“It’s big, R.J.! Big!” says the screenwriter to the old-time Hollywood producer.
Your vision may also have first appeared to you in breathtaking Cinemascope and stereophonic sound.
But you may be paralyzing yourself with the grandiosity of your vision.
Reducing the size of your project might free you up.
So rather than trying to create an international convention of lute lovers complete with presentations, performances, and a trade fair, perhaps you could host a gathering in your home for ten to twelve lute lovers.
This strategy is especially effective for test-driving Big Ideas.
I once had a client named Virginia who had dreams of opening a dance studio. Before she knew it, she was knee-deep in commercial real estate brochures and cumbersome questions about insurance and employee compensation. She was, to put it mildly, discouraged.
After some discussion of what about her initial idea had so engaged her (“working with young artists,” “bringing spirituality and dance together,” and “giving real, practical help and advice — after all, I was a dancer, too — I’ve been there!”), she realized that she could begin by offering a one-day intensive workshop.

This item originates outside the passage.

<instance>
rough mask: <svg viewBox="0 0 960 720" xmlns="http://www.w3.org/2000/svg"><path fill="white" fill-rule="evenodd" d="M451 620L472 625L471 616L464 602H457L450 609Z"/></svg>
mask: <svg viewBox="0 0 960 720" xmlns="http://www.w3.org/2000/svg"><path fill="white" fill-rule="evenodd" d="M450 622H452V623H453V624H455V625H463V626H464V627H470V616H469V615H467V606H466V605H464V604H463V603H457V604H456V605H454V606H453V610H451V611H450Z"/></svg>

Her church would be happy to rent her a space very inexpensively, and suddenly the idea of only having to get fifteen dancers in a room for one day seemed very doable.
Eventually, Virginia did open a dance studio that focused on the intersection of movement and spirituality, but she ended up doing it through her church, thus saving her a million administrative headaches and allowing her to focus on the part of the work that truly inspired her: teaching.
Increase the Scope of Your Project
Maybe you’re stuck because you’re bored. You’ve been thinking too small.
Perhaps rather than trying to sell your jewelry at local craft fairs, it might be more exciting to sell your items online to a global audience of moneyed fans.
Maybe rather than auditioning for the local community chorus, you’d like to book an evening at a piano bar and offer your very own one-person cabaret show.
Try this: Write down a number-related aspect of your goal, then add a zero.
So if you’ve been thinking you’d like to make $10,000, what happens when you open up to the idea of making 100,000?
If you’re working on selling five or ten of something, what does selling fifty or a hundred look like?
Rather than trying to grow your email list a person at a time, what if you found a way to grow your list a thousand people at a time?
Thinking big gets you out of your self-imposed limitations. You stop thinking about what’s possible for you to accomplish on your own, and you start thinking about what’s needed for this quantum leap to happen.
“What does the project need?” is a much more fruitful question than “How do I do this by myself?”
Ask any successful creative entrepreneur her secret and every single one will tell you, “I got out of the way of the vision.”
Action Step
Write down three to five variations in scope of your project and see which size project feels like the best fit.
(Note: Don’t worry about what you think you are capable of doing; just pick the one that makes your heart go thump thump thump and live with the idea for a while.)